Yesterday MET broadcasted Gounod’s “Roméo et Juliette” with Plácido Domingo on podium leading the Metropolitan orchestra and Chorus with singers: Anna Netrebko, Isabel Leonard, Roberto Alagna, Nathan Gunn and Robert Lloyd.

Although Domingo is trying to conduct for over 30 years I think for the last 10 year he does it more and more frequently. I never paid attention too much for Domingo’s conducting and the last MET broadcast I did pay attention to it. The Metropolitan played no better then they uselessly do but also not too much worse then they do in the hands of “famed conductors”. In fact, this time, during some moments MET was very good. So, I think the attention should be given in future to Domingo as a conductor.
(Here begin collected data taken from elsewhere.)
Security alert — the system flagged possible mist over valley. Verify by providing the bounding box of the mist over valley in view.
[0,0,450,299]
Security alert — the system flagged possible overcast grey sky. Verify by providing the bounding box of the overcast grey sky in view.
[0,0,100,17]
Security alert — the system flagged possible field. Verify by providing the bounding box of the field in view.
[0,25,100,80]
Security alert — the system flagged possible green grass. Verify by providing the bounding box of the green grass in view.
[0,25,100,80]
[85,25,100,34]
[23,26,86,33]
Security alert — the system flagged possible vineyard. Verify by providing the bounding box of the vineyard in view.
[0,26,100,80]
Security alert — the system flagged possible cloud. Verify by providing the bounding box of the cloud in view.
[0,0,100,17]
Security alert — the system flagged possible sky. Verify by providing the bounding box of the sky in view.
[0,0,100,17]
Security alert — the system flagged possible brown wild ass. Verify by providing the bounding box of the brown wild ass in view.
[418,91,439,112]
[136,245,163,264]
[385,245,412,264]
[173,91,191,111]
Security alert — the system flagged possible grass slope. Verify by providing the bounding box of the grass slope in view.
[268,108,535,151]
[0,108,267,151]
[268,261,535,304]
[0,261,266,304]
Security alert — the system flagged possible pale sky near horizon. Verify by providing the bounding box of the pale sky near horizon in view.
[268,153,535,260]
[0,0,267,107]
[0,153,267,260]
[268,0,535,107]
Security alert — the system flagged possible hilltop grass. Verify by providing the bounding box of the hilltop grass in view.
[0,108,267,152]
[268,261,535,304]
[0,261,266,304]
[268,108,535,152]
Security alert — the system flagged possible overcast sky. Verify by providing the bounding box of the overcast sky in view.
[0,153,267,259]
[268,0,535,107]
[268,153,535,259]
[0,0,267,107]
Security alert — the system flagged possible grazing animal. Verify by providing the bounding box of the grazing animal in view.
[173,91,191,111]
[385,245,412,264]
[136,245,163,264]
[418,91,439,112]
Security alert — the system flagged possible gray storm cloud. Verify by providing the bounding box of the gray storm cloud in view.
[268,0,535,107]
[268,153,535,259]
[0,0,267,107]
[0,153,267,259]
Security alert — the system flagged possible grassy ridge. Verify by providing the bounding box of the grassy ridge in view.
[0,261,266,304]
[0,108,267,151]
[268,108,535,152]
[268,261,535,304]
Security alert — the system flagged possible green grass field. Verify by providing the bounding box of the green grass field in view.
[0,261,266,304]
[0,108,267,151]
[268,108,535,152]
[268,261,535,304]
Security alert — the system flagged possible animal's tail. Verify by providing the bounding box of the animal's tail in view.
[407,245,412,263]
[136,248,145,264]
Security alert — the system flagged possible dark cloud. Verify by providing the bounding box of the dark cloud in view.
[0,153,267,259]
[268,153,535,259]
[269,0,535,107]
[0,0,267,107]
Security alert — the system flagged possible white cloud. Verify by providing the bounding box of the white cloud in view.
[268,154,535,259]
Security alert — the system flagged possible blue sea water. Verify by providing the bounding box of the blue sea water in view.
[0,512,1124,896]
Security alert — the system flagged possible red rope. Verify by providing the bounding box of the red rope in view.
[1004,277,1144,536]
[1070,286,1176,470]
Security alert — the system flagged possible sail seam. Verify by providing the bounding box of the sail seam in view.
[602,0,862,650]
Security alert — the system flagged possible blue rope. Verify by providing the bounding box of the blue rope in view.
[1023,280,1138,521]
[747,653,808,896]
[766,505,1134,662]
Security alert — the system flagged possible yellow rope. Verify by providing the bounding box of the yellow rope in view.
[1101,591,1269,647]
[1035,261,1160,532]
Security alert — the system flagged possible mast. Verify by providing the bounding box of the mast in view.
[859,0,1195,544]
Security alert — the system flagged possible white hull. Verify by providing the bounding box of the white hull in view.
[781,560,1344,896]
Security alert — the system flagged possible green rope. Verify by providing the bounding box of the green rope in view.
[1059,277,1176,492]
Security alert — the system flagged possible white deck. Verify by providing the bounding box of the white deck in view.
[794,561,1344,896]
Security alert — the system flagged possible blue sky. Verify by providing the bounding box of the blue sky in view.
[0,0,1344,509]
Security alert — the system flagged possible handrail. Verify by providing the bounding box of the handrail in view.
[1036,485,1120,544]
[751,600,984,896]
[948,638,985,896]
The MET performance of “Romeo & Juliette” in general was OK, not great by OK. The Netrebko did her Netrebkonisms that I am not too thrilled, the orchestra was OK, the compression of the broadcast was s usealsy too high... This Metropolitan production was not at the level of the transcending Metropolitan’s “Romeo & Juliette” with Bidu Sayao and Jussi Björling lead by raised in Odessa Emil Cooper. It was more like MET- dally performance. Still Plácido Domingo’s with baton left a pleasant feeling. The Metropolitan orchestra is strong with high performing inertia and it does require some skills do not ruin it…

The Cat


"I wish I could score everything for horns." - Richard Wagner. "Our writing equipment takes part in the forming of our thoughts." - Friedrich Nietzsche
12-29-2007 Post does not mapped to Knowledge Tree
dazzdax
Netherlands
Posts 32
Joined on 10-22-2005

Post #: 2
Post ID: 6233
Reply to: 6133
Domingo as conductor
I've heard this performance of Roméo et Juliette during a live broadcast on Dutch radio. Placido Domingo as a conductor: a reliable conductor but further nothing special. Placido is of course singer in the first place. It becomes clear to me that he is treating the orchestra as one big voice generating apparatus with giant vocal cords. But a singer is a singer and an orchestra is an orchestra: they require different techniques and method of phrasing. I think Placido phrases his orchestra in the same way a singer does when he is singing: it is sometimes too "belcanto" and too "pretty" for me.